Ano 6 - N° 293 - 6 de Janeiro de 2013

EUGÊNIA PICKINA 
eugeniapickina@gmail.com
Campinas, SP (Brasil)
 


Transposição


Supostamente aos noventa e três anos, Sófocles retomou o tema de Édipo, a trágica trama da história ferida que, guiando-se de forma inconsciente, fere gerações subsequentes.

Quando tudo se torna uma catástrofe, Édipo é lançado no exílio, vaga sozinho, penitente, durante muitos e muitos anos. Através do seu sofrimento, ele atinge um relacionamento humilde com os deuses e, quando vem a falecer em Colono, ele recebe uma apoteose e é abençoado por eles. E assim o cego, mas redimido Édipo, aquele que alcançou um nível sublime de sabedoria, está apto a confessar: "O sofrimento e o tempo, o vasto tempo, foram instrutores em contentamento" (Sófocles, in: Édipo em Colono).

Ninguém que não sofreu, ou não foi testado em lugares sombrios, poderia escrever essas linhas.

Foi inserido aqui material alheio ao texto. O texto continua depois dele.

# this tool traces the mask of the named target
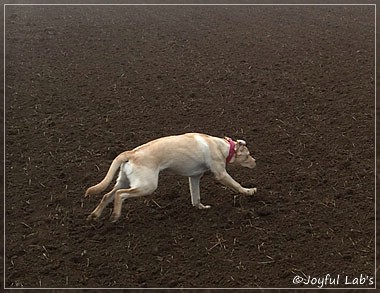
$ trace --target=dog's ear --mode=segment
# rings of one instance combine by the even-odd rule
[[[242,139],[238,139],[236,140],[235,151],[238,151],[245,146],[247,146],[247,143]]]
[[[238,145],[247,145],[245,140],[242,140],[242,139],[238,139],[236,142],[238,143]]]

Ou talvez somente alguém bastante integrado ao Eu Superior (Self), porque, amiúde, precisamos aguardar décadas e arriscar nossos medos e temores secretos para agregar nossas virtudes mais preciosas. Precisamos ser provados, esmagados e ainda sobreviver para contatar o mistério resguardado em nosso íntimo e que, devagar, desestrutura o "falso eu", a personalidade provisória.

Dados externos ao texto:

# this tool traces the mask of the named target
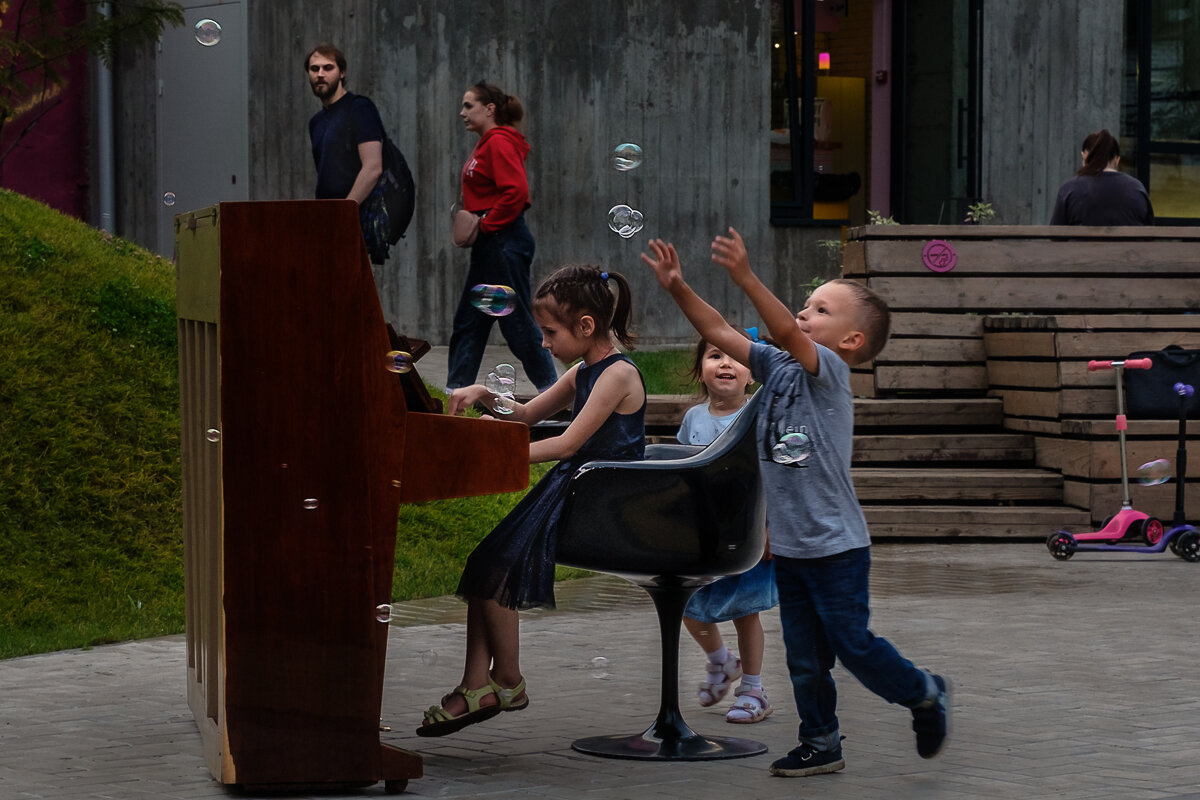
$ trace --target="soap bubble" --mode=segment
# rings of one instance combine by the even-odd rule
[[[438,663],[437,650],[422,650],[421,651],[421,666],[436,667]]]
[[[803,433],[785,433],[771,448],[771,460],[776,464],[795,464],[808,458],[812,442]]]
[[[212,47],[221,41],[221,24],[214,19],[202,19],[196,23],[196,41],[205,47]]]
[[[314,510],[316,507],[317,507],[317,498],[315,498],[315,497],[306,497],[306,498],[304,498],[304,508],[305,508],[307,511],[312,511],[312,510]]]
[[[375,621],[385,625],[392,621],[392,606],[390,603],[380,603],[375,606]]]
[[[492,411],[495,411],[497,414],[504,414],[507,416],[517,410],[513,405],[515,402],[516,401],[513,400],[512,395],[496,395],[496,399],[492,401]]]
[[[471,305],[489,317],[506,317],[517,307],[517,293],[511,286],[481,283],[471,287]]]
[[[163,205],[164,206],[175,205],[175,193],[174,192],[163,192]]]
[[[497,364],[488,373],[484,386],[496,395],[492,400],[492,410],[497,414],[511,414],[516,409],[513,406],[513,390],[517,383],[517,370],[512,364]]]
[[[221,432],[216,428],[209,428],[204,432],[204,438],[213,443],[219,442],[221,441]]]
[[[391,350],[387,354],[387,370],[397,374],[412,372],[412,353],[403,350]]]
[[[642,148],[632,142],[624,142],[613,148],[612,165],[617,172],[629,172],[642,165]]]
[[[1137,469],[1138,483],[1142,486],[1158,486],[1171,480],[1171,462],[1165,458],[1147,461]]]
[[[608,677],[608,659],[604,656],[596,656],[589,662],[588,668],[592,671],[593,678]]]
[[[628,239],[642,229],[642,212],[627,205],[613,206],[608,210],[608,227],[621,238]]]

No testemunho final de Édipo não há traços de um otimismo superficial, mas apenas a sabedoria de alguém que forjou sua passagem também no contexto do Hades – os lugares sombrios aos quais, de tempos em tempos, todos nós, no transcurso da existência, estamos sujeitos.

Penso em Édipo como abismo e ponte. Pois apenas a pessoa que tenha feito projeções sobre o mundo exterior – relacionamentos, papéis sociais, trabalho – e sofrido sua incompletude, experimentado sua própria escuridão e isolamento, que cometeu erros e se percebeu impotente diante das raras certezas, pode ousar olhar para dentro de si mesma em busca da origem das próprias escolhas a fim de classificá-las. E, com coragem, perceber, contidos nessas escolhas, os fatores causais inconscientes para, desse modo, iniciar a tarefa do ampliar (para iluminar) da consciência. Decidir-se, então, por uma nova vida – e talvez, agora, "uma vida escolhida" – uma vida "em contentamento".

João estava indo visitar o pai, que estava morrendo em São Paulo. Ele entrou no avião temendo o encontro, pois seu pai o abandonara ainda pequeno e sempre o ferira de forma profunda, negando-lhe, durante o seu crescimento, afeto e apoio.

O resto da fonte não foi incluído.